Il y a ici et là des scènes intéressantes, presque réussies, mais noyées dans la nullité générale, l'humour bas de gamme à la Jackass, et la critique puérile du Rêve Américain. D'ailleurs, par maladresse, Grand Theft Auto 4 a des relents racistes, car tous les immigrants qu'on y rencontre sont venus vivre le rêve américain en passant par l'illégalité. Toutes les petites rencontres du jeu sont des drogués, des usuriers, des magouilleurs minables, des gens trempant dans la petite criminalité. Le Rêve Américain, selon Roman, ce n'est pas mener une petite vie tranquille sans craindre le gouvernement en place, dans un pays qui travaille à la protection et au bonheur des citoyens (et là il y aurait des critiques à faire), non, le rêve ce sont les salopes à gros nibards et les grosses bagnoles de luxe bien voyantes... En somme le rêve du rappeur américain macho, mysogyne, grossier et m'as-tu-vu.

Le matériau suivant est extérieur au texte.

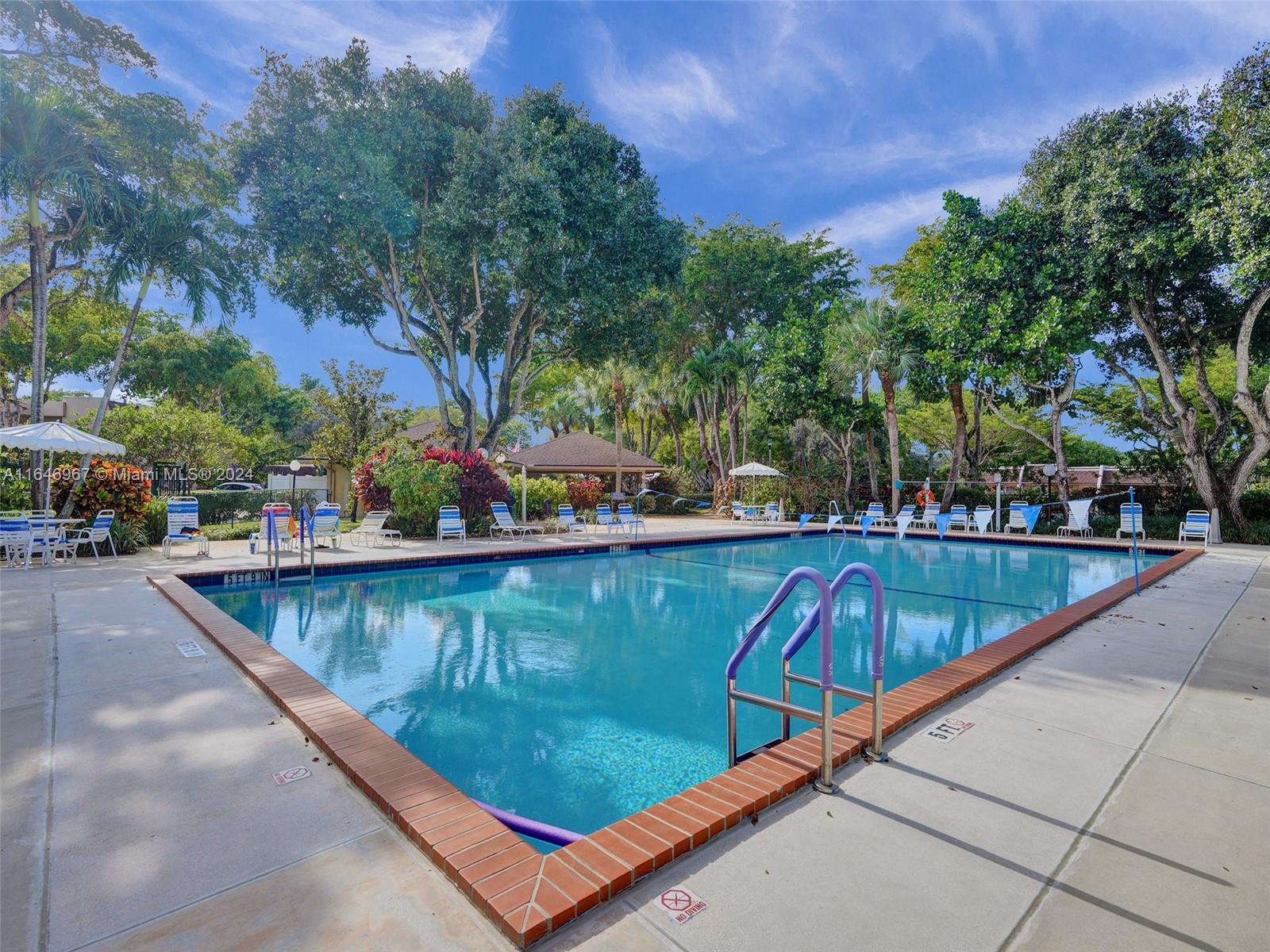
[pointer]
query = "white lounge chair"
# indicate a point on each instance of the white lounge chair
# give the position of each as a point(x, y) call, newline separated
point(1130, 520)
point(569, 522)
point(98, 532)
point(450, 524)
point(1195, 526)
point(987, 524)
point(628, 516)
point(926, 520)
point(1018, 517)
point(506, 526)
point(183, 517)
point(16, 539)
point(605, 517)
point(1076, 524)
point(325, 524)
point(372, 528)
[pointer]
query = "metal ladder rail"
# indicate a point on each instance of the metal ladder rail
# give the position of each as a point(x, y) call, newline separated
point(804, 631)
point(825, 611)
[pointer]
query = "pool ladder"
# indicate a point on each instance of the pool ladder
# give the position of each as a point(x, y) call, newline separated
point(822, 617)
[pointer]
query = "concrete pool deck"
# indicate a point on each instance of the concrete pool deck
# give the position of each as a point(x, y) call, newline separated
point(1111, 793)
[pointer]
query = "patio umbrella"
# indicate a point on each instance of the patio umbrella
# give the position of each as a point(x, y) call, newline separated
point(56, 437)
point(755, 470)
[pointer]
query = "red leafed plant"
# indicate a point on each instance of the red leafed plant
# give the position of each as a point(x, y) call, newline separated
point(110, 486)
point(479, 486)
point(586, 493)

Ça, plus les petites attaques ironiques qui volent bas, comme les appels 911 pour l'ambulance où on vous demande de préparer "votre carte bancaire", des références faciles à 1984 de George Orwell, tout un tas de petites piques idiotes, superficielles, au final très agaçantes car ça sent l'adolescent rebelle de quatorze ans, boutonneux avec son tee-shirt de Che Guevara que par ailleurs il ne connaît pas.

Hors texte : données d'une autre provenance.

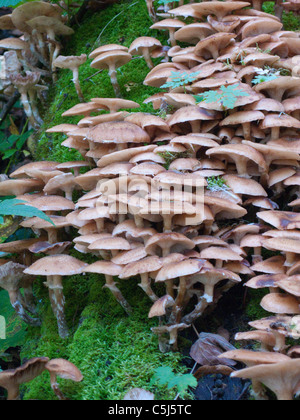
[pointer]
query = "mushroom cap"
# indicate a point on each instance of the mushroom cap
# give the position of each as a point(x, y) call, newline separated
point(49, 249)
point(138, 394)
point(13, 44)
point(275, 120)
point(290, 285)
point(218, 9)
point(30, 10)
point(281, 377)
point(194, 32)
point(279, 303)
point(116, 104)
point(146, 265)
point(181, 269)
point(172, 239)
point(106, 48)
point(10, 275)
point(260, 26)
point(19, 186)
point(18, 246)
point(254, 357)
point(111, 58)
point(265, 280)
point(273, 265)
point(282, 220)
point(25, 373)
point(56, 265)
point(220, 41)
point(104, 267)
point(118, 132)
point(45, 23)
point(64, 369)
point(52, 203)
point(136, 48)
point(70, 62)
point(283, 244)
point(44, 166)
point(6, 23)
point(160, 306)
point(168, 24)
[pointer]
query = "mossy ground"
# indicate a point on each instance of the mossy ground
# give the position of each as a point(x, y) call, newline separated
point(113, 351)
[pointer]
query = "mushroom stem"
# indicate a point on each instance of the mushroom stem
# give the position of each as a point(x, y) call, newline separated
point(196, 313)
point(55, 387)
point(114, 81)
point(258, 391)
point(16, 302)
point(179, 302)
point(27, 108)
point(146, 286)
point(77, 84)
point(147, 57)
point(57, 299)
point(34, 108)
point(111, 285)
point(172, 37)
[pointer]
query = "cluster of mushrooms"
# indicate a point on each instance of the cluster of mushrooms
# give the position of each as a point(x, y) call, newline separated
point(189, 199)
point(12, 379)
point(28, 59)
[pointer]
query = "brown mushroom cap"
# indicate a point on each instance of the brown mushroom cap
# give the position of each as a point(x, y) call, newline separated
point(282, 378)
point(64, 369)
point(33, 9)
point(118, 132)
point(70, 62)
point(111, 58)
point(107, 48)
point(48, 24)
point(12, 379)
point(279, 303)
point(56, 265)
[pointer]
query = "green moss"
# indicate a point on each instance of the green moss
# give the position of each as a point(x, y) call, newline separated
point(127, 18)
point(253, 310)
point(114, 352)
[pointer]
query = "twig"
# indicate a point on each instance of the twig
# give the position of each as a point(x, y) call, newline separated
point(115, 17)
point(192, 371)
point(9, 105)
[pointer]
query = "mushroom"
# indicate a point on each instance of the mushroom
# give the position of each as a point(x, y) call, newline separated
point(63, 369)
point(143, 268)
point(144, 46)
point(11, 277)
point(256, 360)
point(55, 267)
point(72, 63)
point(112, 60)
point(109, 269)
point(12, 379)
point(169, 25)
point(282, 378)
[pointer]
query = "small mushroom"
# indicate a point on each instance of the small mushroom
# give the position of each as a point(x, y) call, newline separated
point(63, 369)
point(72, 63)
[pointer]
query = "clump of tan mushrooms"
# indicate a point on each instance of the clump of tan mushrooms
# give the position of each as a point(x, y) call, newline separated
point(29, 59)
point(190, 200)
point(11, 380)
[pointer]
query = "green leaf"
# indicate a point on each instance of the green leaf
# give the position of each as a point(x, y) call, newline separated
point(9, 153)
point(10, 3)
point(14, 207)
point(163, 375)
point(179, 79)
point(226, 95)
point(183, 382)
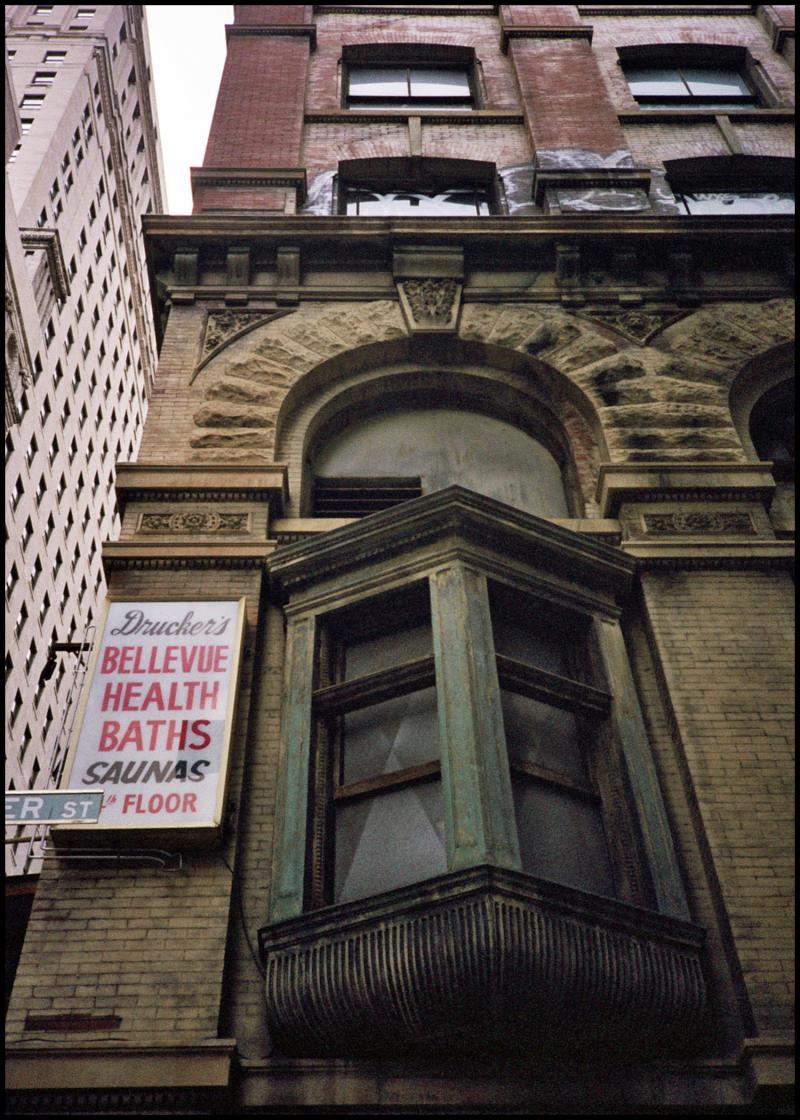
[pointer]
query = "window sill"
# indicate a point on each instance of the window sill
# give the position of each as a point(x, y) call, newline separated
point(526, 961)
point(431, 115)
point(705, 113)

Grand Theft Auto 4 ne fait pas entrer Rockstar dans la maturité, mais dans l'adolescence ingrate, avec des jugements à l'emporte-pièce et sans aucun esprit de nuances, un humour potache et de mauvais goût. Il tend vers quelque chose, mais il ne sait pas quoi, et nous non plus, il n'y a aucune direction scénaristique précise, juste une suite de saynètes servant à justifier des missions. À trop vouloir s'approcher du réalisme et du premier degré sans en avoir les moyens, Rockstar nous laisse aux prises avec un jeu de gangsters série Z.
Riche en contenu
Heureusement, il y a le gameplay. Lors de ma première partie il y a deux ans, j'avais été très déçu par le gameplay de Grand Theft Auto 4. Je connaissais assez peu le genre à l'époque, et m'imaginais que l'intérêt d'un open-world, c'était avant tout la créativité ; là tout était scripté. Impossible de d'anticiper, de détruire à l'avance le véhicule d'un ennemi qui va s'enfuir, ou de lui bloquer la route en créant un embouteillage maison... Mais il y a deux ans, j'étais encore naïf. Il y a deux ans, je ne m'étais pas encore tapé une dizaine de blockbusters surestimés, vides ou casualisés jusqu'à l'os (parfois les trois). Deux ans plus tard, donc, après des Batman AA, des Modern Warfare 2 et des Resident Evil 5, le constat s'impose de lui-même ; GTA 4 n'est peut-être pas à la hauteur de son potentiel, mais reste infiniment supérieur à la moyenne plutôt basse sur cette gen en ce qui concerne le plaisir ludique.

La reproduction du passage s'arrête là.